The Eubanks reared three children—now 19, 17, and 14 years old—hiking mountains, enduring shootouts, beating tropical diseases, and sleeping in bamboo huts (see “Jungle Cowboys,” March 19, 2016). The jungles of Burma defeated many a soldier in World War II, but Eubank’s rangers today operate more than 90 medic teams there.
The son of American missionaries in Thailand, Eubank learned Thai before English. His mother gave up a stint on Broadway, including with Julie Andrews, to join her husband, who celebrates 60 years on the field in Thailand—and his 90th birthday—this month. Eubank served for a decade with U.S. special operations forces and earned a theology degree from Fuller Seminary in California before launching his own organization.
Eubank says he had zero desire to work in the Middle East, but on a hike in Burma he received a text from a friend challenging him to put to work the rangers’ skills in the fight against ISIS.
The group worked alongside Iraqi Kurds in Sinjar fighting to dislodge ISIS starting in 2015 before hooking up with Iraq army units in Mosul in 2017. In northeast Syria they first joined Kurdish-led forces outside Kobani, and earlier this year at Baghuz the work included treating the enemy—ISIS fighters and their families who surrendered.
Burmese team members labor alongside retired Delta Force and other former U.S. soldiers. They raise their own support, but hardly fit the idea of a mission organization. Eubank wants to rekindle what Red Cross teams and chaplains once did in wartime. “Our role is to be in the humanitarian gap at the front line. And right now people don’t go to the humanitarian gap.”
During the battle of Mosul, Eubank said, “We got involved because nobody could take food in. ‘You’d get shot,’ I’d hear, and I couldn’t believe it. These families there, they’re all getting shot. Just try not to get shot.”

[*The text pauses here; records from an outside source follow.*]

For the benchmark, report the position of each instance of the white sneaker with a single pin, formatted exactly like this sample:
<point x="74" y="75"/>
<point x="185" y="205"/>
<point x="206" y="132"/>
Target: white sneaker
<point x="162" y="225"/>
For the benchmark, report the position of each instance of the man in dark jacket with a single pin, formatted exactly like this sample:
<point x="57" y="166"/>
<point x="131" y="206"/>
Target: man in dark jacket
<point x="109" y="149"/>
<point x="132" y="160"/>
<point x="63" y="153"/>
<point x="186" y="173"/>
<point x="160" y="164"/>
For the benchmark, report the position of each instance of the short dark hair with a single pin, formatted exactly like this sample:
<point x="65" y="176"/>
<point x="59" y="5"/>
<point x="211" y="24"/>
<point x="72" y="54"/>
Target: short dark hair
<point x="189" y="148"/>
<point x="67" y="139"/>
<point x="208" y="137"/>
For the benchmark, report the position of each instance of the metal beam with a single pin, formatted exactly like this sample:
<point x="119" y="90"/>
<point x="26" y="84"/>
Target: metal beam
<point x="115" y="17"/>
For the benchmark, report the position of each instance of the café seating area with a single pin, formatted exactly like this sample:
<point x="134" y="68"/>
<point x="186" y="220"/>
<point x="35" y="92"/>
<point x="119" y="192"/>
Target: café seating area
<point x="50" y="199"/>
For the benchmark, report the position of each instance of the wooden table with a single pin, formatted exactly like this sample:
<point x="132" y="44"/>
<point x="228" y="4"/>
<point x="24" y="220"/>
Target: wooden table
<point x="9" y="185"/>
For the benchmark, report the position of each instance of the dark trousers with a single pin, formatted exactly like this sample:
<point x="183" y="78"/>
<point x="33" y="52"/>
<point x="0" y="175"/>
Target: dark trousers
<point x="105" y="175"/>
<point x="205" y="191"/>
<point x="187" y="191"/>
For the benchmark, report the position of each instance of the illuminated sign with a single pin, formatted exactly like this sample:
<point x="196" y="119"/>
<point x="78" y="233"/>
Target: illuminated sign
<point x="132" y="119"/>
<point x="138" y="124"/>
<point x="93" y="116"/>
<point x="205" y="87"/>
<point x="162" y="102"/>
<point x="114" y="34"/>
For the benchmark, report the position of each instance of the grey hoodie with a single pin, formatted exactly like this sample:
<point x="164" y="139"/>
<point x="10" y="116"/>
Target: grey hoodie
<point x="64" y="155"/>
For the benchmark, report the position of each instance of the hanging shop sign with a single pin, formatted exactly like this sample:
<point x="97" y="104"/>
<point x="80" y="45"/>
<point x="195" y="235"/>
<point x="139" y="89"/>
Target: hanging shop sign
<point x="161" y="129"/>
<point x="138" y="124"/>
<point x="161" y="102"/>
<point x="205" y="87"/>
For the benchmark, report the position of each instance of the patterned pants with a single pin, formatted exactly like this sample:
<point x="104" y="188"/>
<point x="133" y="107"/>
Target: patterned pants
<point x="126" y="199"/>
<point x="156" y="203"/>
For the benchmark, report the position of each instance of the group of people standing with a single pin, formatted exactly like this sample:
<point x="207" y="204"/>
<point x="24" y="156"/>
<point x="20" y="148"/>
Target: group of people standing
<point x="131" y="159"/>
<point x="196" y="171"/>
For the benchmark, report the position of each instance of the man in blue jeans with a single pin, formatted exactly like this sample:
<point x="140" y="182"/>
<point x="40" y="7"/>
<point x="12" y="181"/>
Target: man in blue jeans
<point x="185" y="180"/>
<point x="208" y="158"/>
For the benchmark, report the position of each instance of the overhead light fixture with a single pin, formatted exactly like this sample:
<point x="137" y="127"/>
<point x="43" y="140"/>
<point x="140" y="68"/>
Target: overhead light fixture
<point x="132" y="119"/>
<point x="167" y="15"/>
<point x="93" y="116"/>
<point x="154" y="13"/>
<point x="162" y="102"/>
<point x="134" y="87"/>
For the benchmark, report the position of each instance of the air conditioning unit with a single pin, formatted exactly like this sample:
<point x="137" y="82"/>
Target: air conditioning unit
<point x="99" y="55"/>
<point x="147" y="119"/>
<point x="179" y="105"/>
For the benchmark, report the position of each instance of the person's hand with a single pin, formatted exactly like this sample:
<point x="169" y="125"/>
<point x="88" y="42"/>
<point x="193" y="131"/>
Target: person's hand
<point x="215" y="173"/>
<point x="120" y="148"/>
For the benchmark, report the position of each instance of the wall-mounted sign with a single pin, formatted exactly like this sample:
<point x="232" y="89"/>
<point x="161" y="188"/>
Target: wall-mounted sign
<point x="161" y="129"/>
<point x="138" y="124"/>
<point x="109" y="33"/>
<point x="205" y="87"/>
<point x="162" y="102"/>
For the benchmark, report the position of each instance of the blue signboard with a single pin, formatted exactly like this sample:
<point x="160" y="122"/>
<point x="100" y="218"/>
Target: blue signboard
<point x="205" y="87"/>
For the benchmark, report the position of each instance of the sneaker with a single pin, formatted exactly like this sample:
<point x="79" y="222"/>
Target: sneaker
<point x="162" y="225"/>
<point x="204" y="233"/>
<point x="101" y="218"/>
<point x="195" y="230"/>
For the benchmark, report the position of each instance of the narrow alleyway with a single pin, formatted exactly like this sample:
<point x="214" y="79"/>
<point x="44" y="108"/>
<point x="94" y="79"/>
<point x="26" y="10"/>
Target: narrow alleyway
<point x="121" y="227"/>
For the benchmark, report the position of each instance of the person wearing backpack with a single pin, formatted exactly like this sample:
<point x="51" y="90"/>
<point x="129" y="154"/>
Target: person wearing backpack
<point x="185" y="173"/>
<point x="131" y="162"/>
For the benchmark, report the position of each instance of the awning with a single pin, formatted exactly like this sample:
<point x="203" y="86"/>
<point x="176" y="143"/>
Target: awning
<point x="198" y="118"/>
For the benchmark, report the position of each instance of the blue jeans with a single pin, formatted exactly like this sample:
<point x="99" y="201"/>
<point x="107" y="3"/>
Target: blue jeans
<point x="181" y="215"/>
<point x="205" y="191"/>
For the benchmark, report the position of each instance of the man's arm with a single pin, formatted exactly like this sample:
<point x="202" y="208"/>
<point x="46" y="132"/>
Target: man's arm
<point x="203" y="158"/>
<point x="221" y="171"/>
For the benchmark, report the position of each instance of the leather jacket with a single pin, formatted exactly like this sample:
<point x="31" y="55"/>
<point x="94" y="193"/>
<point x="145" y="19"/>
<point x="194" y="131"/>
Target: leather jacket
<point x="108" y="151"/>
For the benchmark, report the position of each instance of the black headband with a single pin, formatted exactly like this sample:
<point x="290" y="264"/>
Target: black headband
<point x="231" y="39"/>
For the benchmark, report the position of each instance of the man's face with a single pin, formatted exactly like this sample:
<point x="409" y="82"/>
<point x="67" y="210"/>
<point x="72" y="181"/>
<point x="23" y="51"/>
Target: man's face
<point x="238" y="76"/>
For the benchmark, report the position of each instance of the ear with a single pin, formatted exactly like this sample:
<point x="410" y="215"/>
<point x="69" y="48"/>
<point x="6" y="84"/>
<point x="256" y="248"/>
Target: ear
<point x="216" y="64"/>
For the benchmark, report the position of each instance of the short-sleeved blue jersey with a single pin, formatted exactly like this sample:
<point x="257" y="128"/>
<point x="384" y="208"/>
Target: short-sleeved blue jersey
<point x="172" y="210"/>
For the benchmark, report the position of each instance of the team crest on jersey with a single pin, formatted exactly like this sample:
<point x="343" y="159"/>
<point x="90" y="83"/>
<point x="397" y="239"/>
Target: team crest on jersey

Eubank himself was wounded in Mosul rescuing an injured Iraqi girl. In Tel Tamer he’s had narrow escapes. Team members use armored vehicles, and many carry weapons.
Eubank is unapologetic about bringing his family. Syrian families face life-and-death risks all the time, he said. Karen and their children arrived in Tel Tamer five weeks into the mission, helping to deliver aid kits to displaced people. As they do everywhere they go, they hosted “Good Life Clubs” with games and Bible stories.
Inside the compound, the kids do school projects at a table where the team also eats meals and plans missions. They collect pets wherever they go, here giving a stray dog and a baby hedgehog Kurdish names.
Any Swiss Family Robinson comparisons break down, though. Eubank is a steely tactician and earns respect for his readiness to go where others refuse to. Seasoned war journalists stopped in at the Tel Tamer compound for updates from Eubank, who stood before a whiteboard chronicling six weeks of heavy fighting. When he interrupted his own rapid-fire storytelling with spontaneous prayer, no one seemed to mind.
One of his roles in Syria, he believes, is to document what’s happened since Trump launched a sudden U.S. pullout and made statements supporting the Turkish advance.
In November the rangers captured on video an attack at Ain Issa, a town also outside the buffer zone. With airstrikes and gunfire pounding the area, Eubank and his ambulance crew helped to rescue some of the 22 wounded and five killed, taking them to a hospital in Kobani. Eubank left to take a break from the front lines shortly after, leaving a small team of medics in place.
I was with Eubank in Tel Tamer the day President Donald Trump met with Turkish President Recep Tayyip Erdogan at the White House. Trump told reporters, “The cease-fire is holding very well.” Eubank was away from the front line, supervising the medic Zau Seng’s cremation.
Is this your most dangerous mission? I asked.
Yes, he said.
Then what made you come?
“It’s an injury to my soul what America has done,” he said, suddenly stifling emotion. “It’s like my family has hurt this family.”